The Twelve tpt-2
Page 54
He spilled the dice onto the board. A three and a four. He moved his car ahead and landed on “Luxury Tax,” with its little diamond ring.
“Not again.” He rolled his eyes and paid up. “It’s so wonderful to be here with you.” He lifted his eyes past her, to the window. “It sure is snowing out there. How long has it been snowing?”
“I think it’s been snowing a long time.”
“I’ve always loved it. It makes me remember being a kid. It always feels like Christmas when it snows.”
The wood in the stove crackled. All through the dense forest the snow fell and fell.
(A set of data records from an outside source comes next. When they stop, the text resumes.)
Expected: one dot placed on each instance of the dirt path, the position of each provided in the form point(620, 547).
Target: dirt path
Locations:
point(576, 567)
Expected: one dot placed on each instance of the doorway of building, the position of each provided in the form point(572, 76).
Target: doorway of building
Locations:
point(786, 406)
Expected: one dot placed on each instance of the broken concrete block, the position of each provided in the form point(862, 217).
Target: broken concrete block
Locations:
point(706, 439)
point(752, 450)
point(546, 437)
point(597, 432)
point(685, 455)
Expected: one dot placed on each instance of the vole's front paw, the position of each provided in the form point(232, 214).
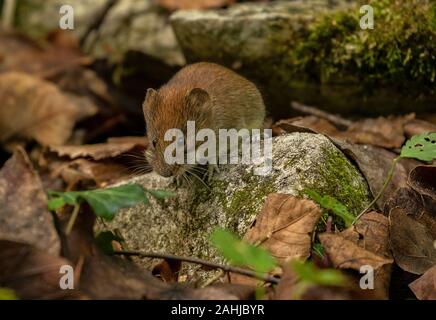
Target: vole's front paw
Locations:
point(178, 180)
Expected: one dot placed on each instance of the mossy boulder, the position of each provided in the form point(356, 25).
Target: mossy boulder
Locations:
point(316, 52)
point(183, 224)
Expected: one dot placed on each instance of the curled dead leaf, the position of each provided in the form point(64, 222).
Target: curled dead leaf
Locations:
point(423, 180)
point(375, 163)
point(365, 243)
point(33, 273)
point(424, 288)
point(284, 226)
point(35, 109)
point(411, 242)
point(23, 206)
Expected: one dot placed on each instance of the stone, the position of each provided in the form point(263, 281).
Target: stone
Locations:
point(314, 52)
point(182, 225)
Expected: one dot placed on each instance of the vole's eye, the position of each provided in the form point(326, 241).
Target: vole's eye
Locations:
point(181, 141)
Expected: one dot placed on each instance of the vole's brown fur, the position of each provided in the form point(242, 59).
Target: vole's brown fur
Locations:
point(211, 95)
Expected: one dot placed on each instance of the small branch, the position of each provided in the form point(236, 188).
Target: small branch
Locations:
point(73, 218)
point(335, 119)
point(261, 276)
point(383, 189)
point(8, 14)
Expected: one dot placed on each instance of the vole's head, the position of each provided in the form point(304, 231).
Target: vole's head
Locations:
point(167, 109)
Morning would break with a soft white light and silence, though in the place they were, morning would not come.
“Every year my parents took me to see A Christmas Carol. Wherever we were living, they’d find a theater and take me. Jacob Marley always scared me something awful. He wore the chains he forged in life. It’s so sad. But beautiful, too. So many stories are like that.” He thought for a moment. “Sometimes I wish I could stay here forever with you. Silly of me, I know. Nothing lasts forever.”
“Some things do.”
“What kind of things?”
“The things we like to remember. The love we’ve felt for people.”
“The way I love you,” said Wolgast.
Amy nodded.
“Because I do, you know,” he said. “Did I ever tell you that?”
“You didn’t need to say it. I always knew. I knew it from the start.”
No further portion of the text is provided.